Summary SARS-CoV-2 is a novel coronavirus that causes acute respiratory distress syndrome (ARDS), death and long-term sequelae. Innate immune cells are critical for host defense but are also the primary drivers of ARDS. The relationships between innate cellular responses in ARDS resulting from COVID-19 compared to other causes of ARDS, such as bacterial sepsis is unclear. Moreover, the beneficial effects of dexamethasone therapy during severe COVID-19 remain speculative, but understanding the mechanistic effects could improve evidence-based therapeutic interventions. To interrogate these relationships, we developed an scRNA-Seq and plasma proteomics atlas ( biernaskielab.ca/COVID_neutrophil ). We discovered that compared to bacterial ARDS, COVID-19 was associated with distinct neutrophil polarization characterized by either interferon (IFN) or prostaglandin (PG) active states. Neutrophils from bacterial ARDS had higher expression of antibacterial molecules such as PLAC8 and CD83. Dexamethasone therapy in COVID patients rapidly altered the IFN active state, downregulated interferon responsive genes, and activated IL1R2 +ve neutrophils. Dexamethasone also induced the emergence of immature neutrophils expressing immunosuppressive molecules ARG1 and ANXA1, which were not present in healthy controls. Moreover, dexamethasone remodeled global cellular interactions by changing neutrophils from information receivers into information providers. Importantly, male patients had higher proportions of IFN active neutrophils, a greater degree of steroid-induced immature neutrophil expansion, and increased mortality benefit compared to females in the dexamethasone era.

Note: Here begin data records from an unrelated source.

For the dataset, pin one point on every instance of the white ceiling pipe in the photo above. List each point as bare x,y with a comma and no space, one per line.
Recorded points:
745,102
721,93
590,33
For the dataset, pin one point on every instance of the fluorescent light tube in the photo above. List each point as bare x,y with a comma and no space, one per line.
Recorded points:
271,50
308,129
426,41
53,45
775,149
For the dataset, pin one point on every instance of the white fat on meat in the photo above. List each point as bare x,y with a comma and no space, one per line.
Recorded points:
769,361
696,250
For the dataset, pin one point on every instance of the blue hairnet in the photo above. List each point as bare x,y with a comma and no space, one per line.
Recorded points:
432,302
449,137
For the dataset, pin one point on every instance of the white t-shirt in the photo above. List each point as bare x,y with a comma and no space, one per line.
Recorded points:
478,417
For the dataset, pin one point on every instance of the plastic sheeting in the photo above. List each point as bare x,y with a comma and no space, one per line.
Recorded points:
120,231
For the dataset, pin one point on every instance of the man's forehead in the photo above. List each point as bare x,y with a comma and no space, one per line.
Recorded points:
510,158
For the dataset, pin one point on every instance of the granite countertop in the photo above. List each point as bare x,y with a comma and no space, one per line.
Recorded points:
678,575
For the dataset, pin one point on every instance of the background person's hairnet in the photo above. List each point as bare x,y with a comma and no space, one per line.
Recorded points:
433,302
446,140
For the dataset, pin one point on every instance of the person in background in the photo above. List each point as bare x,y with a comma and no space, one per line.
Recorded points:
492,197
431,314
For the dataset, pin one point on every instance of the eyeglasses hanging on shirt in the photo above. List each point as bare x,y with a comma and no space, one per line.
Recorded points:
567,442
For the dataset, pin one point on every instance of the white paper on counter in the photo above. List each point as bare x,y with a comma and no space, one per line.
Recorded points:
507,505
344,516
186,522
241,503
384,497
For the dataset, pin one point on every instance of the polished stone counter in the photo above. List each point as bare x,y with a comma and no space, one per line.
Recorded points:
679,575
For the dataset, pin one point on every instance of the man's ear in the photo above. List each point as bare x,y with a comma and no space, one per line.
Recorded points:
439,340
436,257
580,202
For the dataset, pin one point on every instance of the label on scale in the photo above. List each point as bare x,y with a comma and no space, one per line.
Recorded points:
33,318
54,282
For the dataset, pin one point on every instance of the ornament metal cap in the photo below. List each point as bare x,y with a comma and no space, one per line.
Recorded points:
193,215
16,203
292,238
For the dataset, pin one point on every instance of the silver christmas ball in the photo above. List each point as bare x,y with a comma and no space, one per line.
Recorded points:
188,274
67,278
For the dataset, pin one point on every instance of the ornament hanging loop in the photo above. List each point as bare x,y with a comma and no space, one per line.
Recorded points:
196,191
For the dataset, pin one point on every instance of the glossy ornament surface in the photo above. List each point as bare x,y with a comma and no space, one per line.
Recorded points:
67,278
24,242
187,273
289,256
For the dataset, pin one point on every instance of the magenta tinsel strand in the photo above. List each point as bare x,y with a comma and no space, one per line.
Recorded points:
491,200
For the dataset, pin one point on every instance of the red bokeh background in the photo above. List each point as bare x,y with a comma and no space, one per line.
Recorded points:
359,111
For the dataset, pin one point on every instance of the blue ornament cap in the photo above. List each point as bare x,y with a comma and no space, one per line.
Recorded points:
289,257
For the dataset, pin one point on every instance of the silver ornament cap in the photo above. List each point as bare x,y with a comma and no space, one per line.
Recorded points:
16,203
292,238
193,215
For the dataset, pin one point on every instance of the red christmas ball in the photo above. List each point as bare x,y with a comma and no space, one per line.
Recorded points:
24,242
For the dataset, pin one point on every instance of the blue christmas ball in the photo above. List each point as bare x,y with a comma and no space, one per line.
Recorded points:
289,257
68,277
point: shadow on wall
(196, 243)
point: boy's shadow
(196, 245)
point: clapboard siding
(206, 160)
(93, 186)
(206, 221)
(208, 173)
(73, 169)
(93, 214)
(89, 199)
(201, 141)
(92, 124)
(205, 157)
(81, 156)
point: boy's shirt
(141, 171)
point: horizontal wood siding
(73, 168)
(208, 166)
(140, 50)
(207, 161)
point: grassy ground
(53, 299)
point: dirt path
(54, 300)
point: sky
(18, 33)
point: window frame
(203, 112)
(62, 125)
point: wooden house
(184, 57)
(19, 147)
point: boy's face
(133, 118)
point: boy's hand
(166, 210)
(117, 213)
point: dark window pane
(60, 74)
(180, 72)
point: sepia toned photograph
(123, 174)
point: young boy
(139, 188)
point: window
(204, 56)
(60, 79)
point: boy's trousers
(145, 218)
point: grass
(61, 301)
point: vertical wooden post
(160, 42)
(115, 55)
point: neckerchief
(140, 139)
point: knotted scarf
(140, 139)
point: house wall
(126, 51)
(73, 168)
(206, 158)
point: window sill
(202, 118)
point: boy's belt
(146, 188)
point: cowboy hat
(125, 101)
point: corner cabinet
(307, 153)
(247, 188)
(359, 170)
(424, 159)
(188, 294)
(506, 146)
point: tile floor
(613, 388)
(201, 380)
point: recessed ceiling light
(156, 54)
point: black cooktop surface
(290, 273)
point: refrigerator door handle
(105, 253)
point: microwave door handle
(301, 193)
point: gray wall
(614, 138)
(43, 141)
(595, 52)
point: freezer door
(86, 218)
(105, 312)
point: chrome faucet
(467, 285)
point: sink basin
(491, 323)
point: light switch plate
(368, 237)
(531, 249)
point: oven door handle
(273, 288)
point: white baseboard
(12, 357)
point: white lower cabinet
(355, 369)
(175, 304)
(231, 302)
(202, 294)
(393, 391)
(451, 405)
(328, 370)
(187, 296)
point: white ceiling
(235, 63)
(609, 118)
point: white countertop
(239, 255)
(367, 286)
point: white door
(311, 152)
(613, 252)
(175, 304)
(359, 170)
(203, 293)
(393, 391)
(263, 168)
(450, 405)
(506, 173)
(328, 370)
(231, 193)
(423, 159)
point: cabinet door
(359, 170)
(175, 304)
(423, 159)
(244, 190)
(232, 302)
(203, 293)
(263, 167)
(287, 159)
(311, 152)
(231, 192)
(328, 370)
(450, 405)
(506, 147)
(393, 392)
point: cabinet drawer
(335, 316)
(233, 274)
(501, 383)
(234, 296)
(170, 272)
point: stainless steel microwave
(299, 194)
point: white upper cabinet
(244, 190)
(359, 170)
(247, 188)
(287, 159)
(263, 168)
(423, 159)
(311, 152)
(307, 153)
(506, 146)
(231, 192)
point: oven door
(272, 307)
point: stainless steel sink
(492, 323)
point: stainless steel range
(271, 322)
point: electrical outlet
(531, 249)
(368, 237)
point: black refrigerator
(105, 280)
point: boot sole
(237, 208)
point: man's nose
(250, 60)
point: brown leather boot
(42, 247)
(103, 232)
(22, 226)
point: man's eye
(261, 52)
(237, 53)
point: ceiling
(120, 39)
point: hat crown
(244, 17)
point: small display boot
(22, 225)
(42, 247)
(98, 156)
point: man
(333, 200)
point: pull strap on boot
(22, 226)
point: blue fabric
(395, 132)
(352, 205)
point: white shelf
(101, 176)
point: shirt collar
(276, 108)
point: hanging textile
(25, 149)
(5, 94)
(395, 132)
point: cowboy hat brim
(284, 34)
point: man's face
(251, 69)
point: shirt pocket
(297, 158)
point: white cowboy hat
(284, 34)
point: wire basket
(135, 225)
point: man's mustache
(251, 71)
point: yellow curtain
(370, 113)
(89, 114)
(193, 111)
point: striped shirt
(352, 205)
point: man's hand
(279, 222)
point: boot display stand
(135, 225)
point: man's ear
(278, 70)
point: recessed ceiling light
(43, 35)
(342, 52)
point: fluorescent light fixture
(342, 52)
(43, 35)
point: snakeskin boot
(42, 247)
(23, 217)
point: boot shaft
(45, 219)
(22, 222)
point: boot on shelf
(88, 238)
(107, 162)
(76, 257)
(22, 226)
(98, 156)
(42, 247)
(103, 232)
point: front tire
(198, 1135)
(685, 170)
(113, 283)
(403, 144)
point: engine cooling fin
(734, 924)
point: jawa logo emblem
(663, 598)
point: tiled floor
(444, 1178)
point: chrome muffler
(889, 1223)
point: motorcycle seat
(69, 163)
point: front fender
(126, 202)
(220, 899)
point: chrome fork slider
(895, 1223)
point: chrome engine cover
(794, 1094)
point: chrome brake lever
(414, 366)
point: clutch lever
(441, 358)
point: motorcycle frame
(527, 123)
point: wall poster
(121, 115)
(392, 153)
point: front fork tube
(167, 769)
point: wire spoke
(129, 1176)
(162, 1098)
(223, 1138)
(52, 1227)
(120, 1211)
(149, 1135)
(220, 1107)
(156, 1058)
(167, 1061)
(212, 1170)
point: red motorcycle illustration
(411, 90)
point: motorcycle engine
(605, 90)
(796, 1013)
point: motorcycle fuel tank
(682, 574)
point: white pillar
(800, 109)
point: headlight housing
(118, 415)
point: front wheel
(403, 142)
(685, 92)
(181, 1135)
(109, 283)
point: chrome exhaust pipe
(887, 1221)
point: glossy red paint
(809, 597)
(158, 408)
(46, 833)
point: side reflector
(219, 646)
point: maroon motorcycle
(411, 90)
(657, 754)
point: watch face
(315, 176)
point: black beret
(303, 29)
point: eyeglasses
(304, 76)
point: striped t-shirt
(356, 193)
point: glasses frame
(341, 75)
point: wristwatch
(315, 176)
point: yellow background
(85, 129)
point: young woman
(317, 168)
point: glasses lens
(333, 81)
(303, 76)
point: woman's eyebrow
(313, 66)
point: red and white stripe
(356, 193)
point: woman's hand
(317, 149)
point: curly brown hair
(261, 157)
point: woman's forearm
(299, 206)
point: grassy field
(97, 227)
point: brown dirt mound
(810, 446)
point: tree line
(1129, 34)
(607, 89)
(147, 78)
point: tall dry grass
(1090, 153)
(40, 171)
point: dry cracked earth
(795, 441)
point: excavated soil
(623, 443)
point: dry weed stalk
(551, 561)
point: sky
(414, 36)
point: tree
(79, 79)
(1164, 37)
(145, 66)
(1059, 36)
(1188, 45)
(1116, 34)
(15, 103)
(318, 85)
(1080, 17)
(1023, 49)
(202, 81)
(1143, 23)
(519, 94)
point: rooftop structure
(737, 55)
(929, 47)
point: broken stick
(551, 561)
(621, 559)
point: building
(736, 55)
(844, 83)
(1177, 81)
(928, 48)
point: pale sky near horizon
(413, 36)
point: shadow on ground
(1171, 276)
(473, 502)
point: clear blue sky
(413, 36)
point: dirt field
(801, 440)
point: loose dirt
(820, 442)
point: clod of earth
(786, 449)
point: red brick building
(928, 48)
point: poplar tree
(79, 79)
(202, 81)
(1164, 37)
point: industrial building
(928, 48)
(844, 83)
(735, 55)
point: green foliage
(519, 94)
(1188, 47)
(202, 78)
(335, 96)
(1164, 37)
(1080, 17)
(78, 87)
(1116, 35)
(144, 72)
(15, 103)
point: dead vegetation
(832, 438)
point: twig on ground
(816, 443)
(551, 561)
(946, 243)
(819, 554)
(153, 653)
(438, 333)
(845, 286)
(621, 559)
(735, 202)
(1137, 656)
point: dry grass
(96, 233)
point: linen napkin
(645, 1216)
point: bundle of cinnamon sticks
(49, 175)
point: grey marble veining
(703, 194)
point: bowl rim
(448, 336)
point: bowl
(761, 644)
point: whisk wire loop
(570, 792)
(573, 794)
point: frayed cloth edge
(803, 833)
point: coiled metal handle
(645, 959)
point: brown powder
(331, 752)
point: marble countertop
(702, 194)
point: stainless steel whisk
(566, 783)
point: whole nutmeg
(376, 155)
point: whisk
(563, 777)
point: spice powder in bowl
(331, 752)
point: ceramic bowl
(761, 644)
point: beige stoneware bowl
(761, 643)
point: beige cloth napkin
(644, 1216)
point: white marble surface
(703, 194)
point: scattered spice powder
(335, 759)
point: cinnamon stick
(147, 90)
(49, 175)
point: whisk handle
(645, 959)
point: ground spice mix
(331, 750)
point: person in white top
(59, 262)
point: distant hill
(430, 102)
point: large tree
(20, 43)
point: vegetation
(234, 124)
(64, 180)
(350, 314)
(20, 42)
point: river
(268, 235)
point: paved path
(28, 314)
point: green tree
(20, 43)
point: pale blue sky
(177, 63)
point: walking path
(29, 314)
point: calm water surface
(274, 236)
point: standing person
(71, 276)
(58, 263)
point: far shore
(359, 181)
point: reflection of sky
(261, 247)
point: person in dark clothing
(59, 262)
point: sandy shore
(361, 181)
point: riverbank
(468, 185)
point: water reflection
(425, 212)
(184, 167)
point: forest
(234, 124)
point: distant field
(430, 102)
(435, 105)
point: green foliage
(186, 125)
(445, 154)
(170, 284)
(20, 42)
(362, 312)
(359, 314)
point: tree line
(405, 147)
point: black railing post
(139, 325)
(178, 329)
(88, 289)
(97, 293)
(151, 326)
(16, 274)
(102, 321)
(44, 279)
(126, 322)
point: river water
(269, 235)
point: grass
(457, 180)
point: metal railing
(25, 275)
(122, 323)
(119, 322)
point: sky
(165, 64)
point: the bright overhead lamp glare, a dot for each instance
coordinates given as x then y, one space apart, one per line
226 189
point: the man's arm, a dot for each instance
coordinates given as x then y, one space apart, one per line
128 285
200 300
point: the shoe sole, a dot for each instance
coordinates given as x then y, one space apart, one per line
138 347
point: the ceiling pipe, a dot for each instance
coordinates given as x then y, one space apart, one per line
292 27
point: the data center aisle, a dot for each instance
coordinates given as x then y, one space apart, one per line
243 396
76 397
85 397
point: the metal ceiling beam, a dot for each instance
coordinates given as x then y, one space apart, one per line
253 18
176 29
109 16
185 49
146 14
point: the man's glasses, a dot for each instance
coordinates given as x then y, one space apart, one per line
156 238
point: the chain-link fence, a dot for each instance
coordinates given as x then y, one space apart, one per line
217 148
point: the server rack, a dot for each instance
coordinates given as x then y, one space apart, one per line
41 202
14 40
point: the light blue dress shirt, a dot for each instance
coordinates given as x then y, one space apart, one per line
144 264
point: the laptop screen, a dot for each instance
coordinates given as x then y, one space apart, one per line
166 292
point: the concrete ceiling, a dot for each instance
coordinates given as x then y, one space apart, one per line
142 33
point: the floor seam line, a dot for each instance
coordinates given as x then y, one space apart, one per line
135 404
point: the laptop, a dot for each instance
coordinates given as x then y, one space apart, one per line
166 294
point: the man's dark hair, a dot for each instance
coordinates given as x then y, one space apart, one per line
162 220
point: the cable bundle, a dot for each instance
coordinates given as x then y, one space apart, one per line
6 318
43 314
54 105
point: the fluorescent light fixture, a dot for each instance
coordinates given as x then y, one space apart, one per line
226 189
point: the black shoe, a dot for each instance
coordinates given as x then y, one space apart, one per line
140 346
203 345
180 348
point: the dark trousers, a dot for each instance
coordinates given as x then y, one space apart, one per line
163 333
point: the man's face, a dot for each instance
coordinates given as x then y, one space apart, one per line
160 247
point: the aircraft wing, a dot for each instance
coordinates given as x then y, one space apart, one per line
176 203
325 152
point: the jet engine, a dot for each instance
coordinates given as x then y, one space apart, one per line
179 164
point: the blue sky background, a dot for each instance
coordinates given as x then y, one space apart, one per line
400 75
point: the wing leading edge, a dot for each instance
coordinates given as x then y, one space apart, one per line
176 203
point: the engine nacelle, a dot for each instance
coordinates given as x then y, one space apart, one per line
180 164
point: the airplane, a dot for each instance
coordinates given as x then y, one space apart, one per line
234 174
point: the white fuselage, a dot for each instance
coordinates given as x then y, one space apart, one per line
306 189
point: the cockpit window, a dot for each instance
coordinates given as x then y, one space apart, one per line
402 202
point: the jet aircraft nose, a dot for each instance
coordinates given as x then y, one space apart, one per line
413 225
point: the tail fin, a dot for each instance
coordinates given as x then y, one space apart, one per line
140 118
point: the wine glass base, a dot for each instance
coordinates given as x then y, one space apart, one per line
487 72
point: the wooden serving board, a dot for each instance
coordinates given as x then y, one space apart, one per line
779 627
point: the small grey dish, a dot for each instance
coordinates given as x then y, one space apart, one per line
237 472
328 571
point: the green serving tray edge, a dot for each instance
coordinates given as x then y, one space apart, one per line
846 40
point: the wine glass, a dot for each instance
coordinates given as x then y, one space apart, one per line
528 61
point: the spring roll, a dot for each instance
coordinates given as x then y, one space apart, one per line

Indeed, the highest proportion of IFN active neutrophils was associated with mortality. These results define neutrophil states unique to COVID-19 when contextualized to other life-threatening infections, thereby enhancing the relevance of our findings at the bedside. Furthermore, the molecular benefits of dexamethasone therapy are also defined, and the identified pathways and plasma proteins can now be targeted to develop improved therapeutics.